A new generation was already in the wings. Men like Adnan Khashoggi and Viktor Bout worked out of the middle east and the collapsed Soviet Union, where regulations were non-existent. These dealers had no time for WWII’s weapons, now half a century old, and instead sold shoulder-fired missiles and high-performance machine guns.
the last nation-to-nation transfers of WWII guns
When Sam Cummings took his vacation in 1948, the quantity of WWII-era weapons in Europe and America seemed a bottomless ocean. By 1978, the ocean had indeed been largely drained, through three decades of sales, grants, and periodic spurts of scrappings. The UK and France were almost devoid of WWII-era arms by then.
(This box of .30-06 Springfield ammo is of a 1945 production lot, inspected and relabeled in 1986. The Pentagon failed to find an overseas buyer and it wound up sold below cost into the USA’s recreational market.)
In the USA, President Gerald Ford took office in 1974. Himself a no-nonsense WWII veteran, Ford was determined to trim waste at the Pentagon and identified holdings of 1940s weapons as such. His attitude was that if buyers for WWII minesweepers and half-tracks hadn’t stepped up, they’d missed the boat, and ordered WWII arms scrapped and their emptied warehouses sold as real estate.
An unintended result of Cold War sales of WWII weapons was a “capability trap” that some customers found themselves in. Guatemala is a good example. During WWII, it acquired a squadron of P-26 Peashooters, by then obsolete compared to the P-51 Mustang. In 1954, the Peashooters were replaced by WWII-surplus P-51 Mustangs, themselves now obsolete. By 1973, these were worn-out but Guatemala could now not afford any fighter of any type to replace them. Guatemala has had nothing guarding it’s airspace since.
(In 1995, Guatemala upgraded it’s last dozen WWII M8 Greyhound armored cars with Allison automatic transmissions and commercial diesel engines. It can’t afford replacements yet has to keep spending money to keep these WWII dinosaurs going.)
(In 2013, the Guatemalan army still had 233 Tommys in service. As each generation of firearm gets more expensive, it buys smaller quantities, meaning older generations stay in service.)
Another factor, mentioned earlier, was the conflict between a country selling newly-made arms to support industry vs selling surplus weapons in government warehouses. By the 1960s this was irreconcilable. Companies like Northrop were now national emblems; and embassies in Bonn, Tokyo, and Tehran were acting as de facto salesmen for these companies. Voters cared little about the FMS ledger of available used arms, but cared a lot if a defense contractor laid them off for lack of export orders.
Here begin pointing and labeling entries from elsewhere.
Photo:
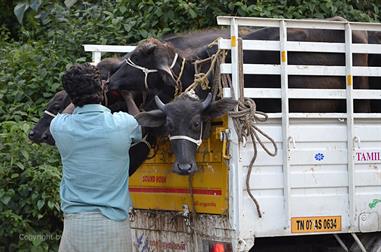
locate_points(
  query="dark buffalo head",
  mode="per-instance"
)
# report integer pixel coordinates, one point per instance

In the Soviet Union, the supply never dried up, but by the 1970s, nobody wanted T-34s or PPSh-41s anymore. A goal of the Kremlin’s arms sales policy (sometimes called “MiG diplomacy”) in the 1950s and 1960s was to sway developing countries into communist fealty. This did not always work. Certainly, lands like Cuba or Guinea became addicted to cheap Soviet guns and became puppets politically. Other countries simply took subsidized WWII guns in the 1950s and then paid lip service to marxist precepts afterwards. When Iraq, Libya, or whomever needed new weapons, they demanded Moscow send them something high-tech, otherwise they’d start shopping from “class-warfare enemies” in the capitalist world.
(The Russian Federation still had stockpiles of captured MG-34s awaiting possible export as late as 2013.)
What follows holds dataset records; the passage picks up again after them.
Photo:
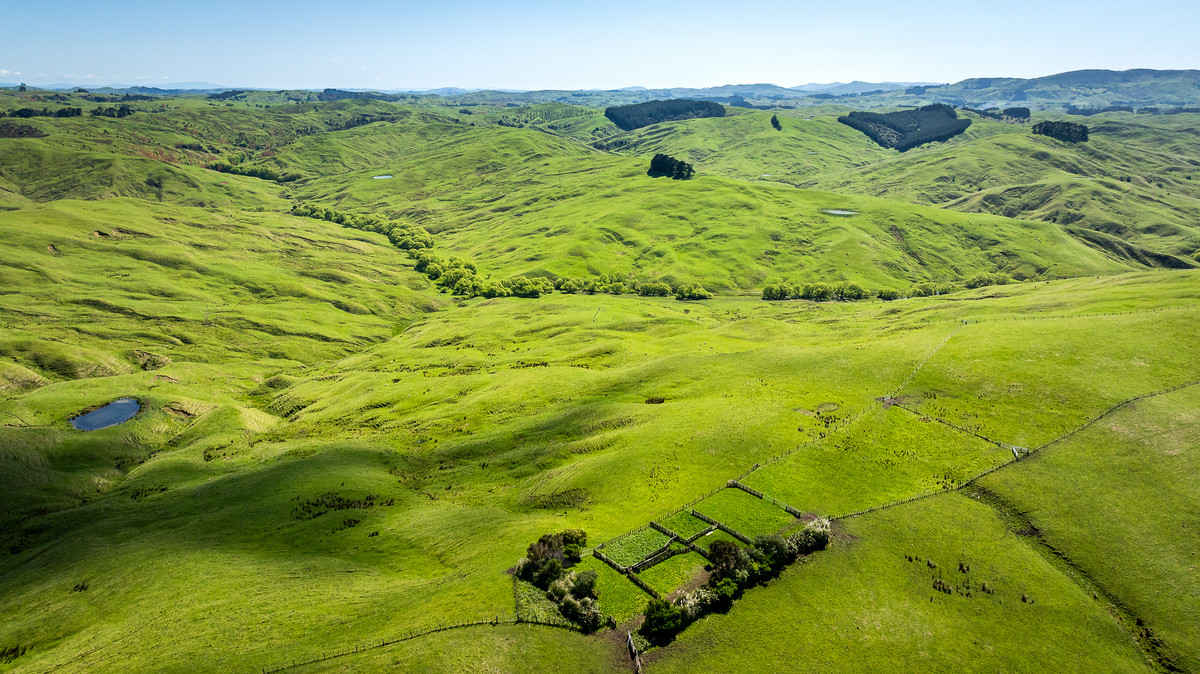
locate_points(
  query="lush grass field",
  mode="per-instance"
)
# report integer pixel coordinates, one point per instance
(863, 606)
(334, 452)
(1119, 501)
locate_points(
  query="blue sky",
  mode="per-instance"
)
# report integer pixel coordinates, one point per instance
(582, 44)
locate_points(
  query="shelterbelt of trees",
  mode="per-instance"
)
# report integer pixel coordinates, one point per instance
(637, 115)
(905, 130)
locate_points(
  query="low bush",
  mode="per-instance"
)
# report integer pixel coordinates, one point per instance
(733, 569)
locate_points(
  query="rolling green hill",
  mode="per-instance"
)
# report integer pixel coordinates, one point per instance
(337, 457)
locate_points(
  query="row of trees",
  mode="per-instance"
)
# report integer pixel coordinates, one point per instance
(461, 277)
(843, 292)
(1066, 131)
(121, 110)
(402, 235)
(904, 130)
(637, 115)
(621, 284)
(1018, 114)
(263, 173)
(25, 113)
(849, 292)
(733, 570)
(665, 164)
(547, 565)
By the start of the Yugoslav wars in the early 1990s, it was all over. A few conflicts, notably the Syrian Civil War, have featured WWII weapons but getting them, and keeping them fed with ammo, is now considered a liability more than an asset.
(Sometimes, there just is no simple explanation….these rusting Imperial Japanese Army Type 98 grenades were found during an illegal weapons sweep on the Dem. Rep. of Congo in 2015. How they got there is anybody’s guess.)